Ulster Club Senior Hurling Championship final
Dunloy (Antrim) v Sleacht Néill (Derry)
Sunday, Pairc Esler Newry, 3pm
By Dan O’ Muirigh
In an Ulster championship traditionally won by Antrim teams, Sleacht Néill stand as Derry’s only winners of the competition and look to claim their third title as they take on favourites Dunloy on Sunday.
Back-to-back winners in 2016 and 2017, Sleacht Néill were defeated by Ballycran last year as they were stopped in their pursuit of three in a row.
Sleacht Néill marksman Mark McGuigan has revealed the impact this had on his side, and how the team regrouped after that disappointment in preparation for the 2019 season.
“Maybe a month or so after we played Ballycran last year, the players called a meeting and we just spoke about how we needed to start enjoying our hurling again and to go out and get a bit of pride back.
“We just wanted to put a bit of pride back in Sleacht Néill hurling and then after that results might start taking care of themselves. We put a big emphasis on numbers at training, we’ve had 30-plus men most nights this year. I know it might be cliche’d, but we did genuinely take it one game at a time.”
Staying true to this approach has served the Derry kingpins well, who won their seventh consecutive county championship when they defeated an emerging Dungiven team.
“Dungiven are really pushing us in Derry at the minute,” McGuigan conceded. “They’re up with the top teams in Ulster at the minute too, they’re probably just unlucky they’ve come at the same time as us and we’re just slightly ahead of them.
“We’ve got a really good management team, a good mix of youth and experience and taking in a few new players each year helps you stay ahead.”
Sleacht Néill did not make the same mistake as they did last year in Ulster, expertly putting away Middleton in the semi-final with a comfortable 1-17 to 0-8 victory to book their place in Sunday’s decider.
However, McGuigan gave an insight into the Slaughtneil mindset, with manager Mickey McShane expecting more of his players.
“It was a big one getting a good win. Mickey wasn’t happy after the match. He thought we probably should have performed a bit better. I think the problem was we hadn’t played since the Dungiven game four weeks ago and there was that wee small bit of rustiness there but semi finals are all about winning and we got the result, that was all that mattered.”
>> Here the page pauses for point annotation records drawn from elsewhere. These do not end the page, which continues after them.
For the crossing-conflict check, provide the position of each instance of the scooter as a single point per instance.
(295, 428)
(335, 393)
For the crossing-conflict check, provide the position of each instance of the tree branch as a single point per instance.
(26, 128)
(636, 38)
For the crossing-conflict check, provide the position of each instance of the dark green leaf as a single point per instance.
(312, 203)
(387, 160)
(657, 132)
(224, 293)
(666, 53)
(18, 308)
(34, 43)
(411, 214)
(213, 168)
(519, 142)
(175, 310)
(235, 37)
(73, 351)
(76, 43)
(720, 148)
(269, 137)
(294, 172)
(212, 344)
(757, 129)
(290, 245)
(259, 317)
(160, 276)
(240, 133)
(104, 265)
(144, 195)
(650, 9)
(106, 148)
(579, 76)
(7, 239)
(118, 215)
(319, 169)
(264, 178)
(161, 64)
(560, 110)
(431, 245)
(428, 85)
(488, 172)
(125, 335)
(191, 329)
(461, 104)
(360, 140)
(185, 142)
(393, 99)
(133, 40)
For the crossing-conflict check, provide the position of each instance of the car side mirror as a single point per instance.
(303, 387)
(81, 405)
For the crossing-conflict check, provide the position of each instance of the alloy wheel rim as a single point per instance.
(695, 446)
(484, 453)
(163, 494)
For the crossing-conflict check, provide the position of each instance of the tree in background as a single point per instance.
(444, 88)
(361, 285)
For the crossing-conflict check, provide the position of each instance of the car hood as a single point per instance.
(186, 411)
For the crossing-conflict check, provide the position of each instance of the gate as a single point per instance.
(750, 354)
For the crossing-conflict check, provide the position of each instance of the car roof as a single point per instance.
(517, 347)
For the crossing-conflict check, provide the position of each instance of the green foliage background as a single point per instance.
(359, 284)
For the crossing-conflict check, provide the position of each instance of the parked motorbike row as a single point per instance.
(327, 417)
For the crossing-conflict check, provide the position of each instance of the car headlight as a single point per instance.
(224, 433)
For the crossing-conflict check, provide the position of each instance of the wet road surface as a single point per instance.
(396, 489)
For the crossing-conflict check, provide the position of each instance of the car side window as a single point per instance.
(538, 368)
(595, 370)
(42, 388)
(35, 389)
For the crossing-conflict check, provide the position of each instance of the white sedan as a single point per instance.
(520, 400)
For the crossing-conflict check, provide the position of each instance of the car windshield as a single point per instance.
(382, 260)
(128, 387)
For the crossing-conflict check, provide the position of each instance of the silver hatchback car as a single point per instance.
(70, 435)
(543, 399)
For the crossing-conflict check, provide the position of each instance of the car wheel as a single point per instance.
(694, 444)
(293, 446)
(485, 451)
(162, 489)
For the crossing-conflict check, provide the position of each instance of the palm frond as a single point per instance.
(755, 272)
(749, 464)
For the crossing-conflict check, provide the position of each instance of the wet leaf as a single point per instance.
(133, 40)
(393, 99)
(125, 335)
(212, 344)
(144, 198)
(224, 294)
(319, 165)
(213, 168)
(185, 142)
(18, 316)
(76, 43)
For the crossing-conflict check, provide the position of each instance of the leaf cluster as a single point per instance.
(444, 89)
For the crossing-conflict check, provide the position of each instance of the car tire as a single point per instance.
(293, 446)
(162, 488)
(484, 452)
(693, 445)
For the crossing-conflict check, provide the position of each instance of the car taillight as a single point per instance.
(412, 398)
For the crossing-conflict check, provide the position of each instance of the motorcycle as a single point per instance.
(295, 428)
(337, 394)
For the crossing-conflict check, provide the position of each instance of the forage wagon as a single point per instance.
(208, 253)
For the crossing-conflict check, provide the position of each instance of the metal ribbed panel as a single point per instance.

One of the highlights of the Sleacht Néill hurlers’ recent success was victory over Dunloy in the 2017 Ulster semi-final. However, both teams have changed since then and McGuigan is fully aware of the difficulty of the task ahead.
“Both teams will have changed a bit [since]. They have got a lot of young boys who’ve filled out a bit. A lot of them have bulked up. Their younger players who were 18,19 are now 20, 21. On the other hand, we’ve improved as well.
“It’s on the day. They’re everyone’s favourites to win Ulster. There’s pressure on them to deliver that, there’s pressure on us to get back to where we were. I think there’s an equal amount of pressure on both teams and it’s all on the day.
“We’re under no illusions that they’re massive favourites and that it’s a massive task. It will probably will be our toughest ever game that we’ve had in Ulster but we know the task ahead and hopefully we’ll give it our best shot.”
Despite this, it’s pressure that Sleacht Néill have become used to as a club and exactly the type of game that McGuigan and co will relish a return to.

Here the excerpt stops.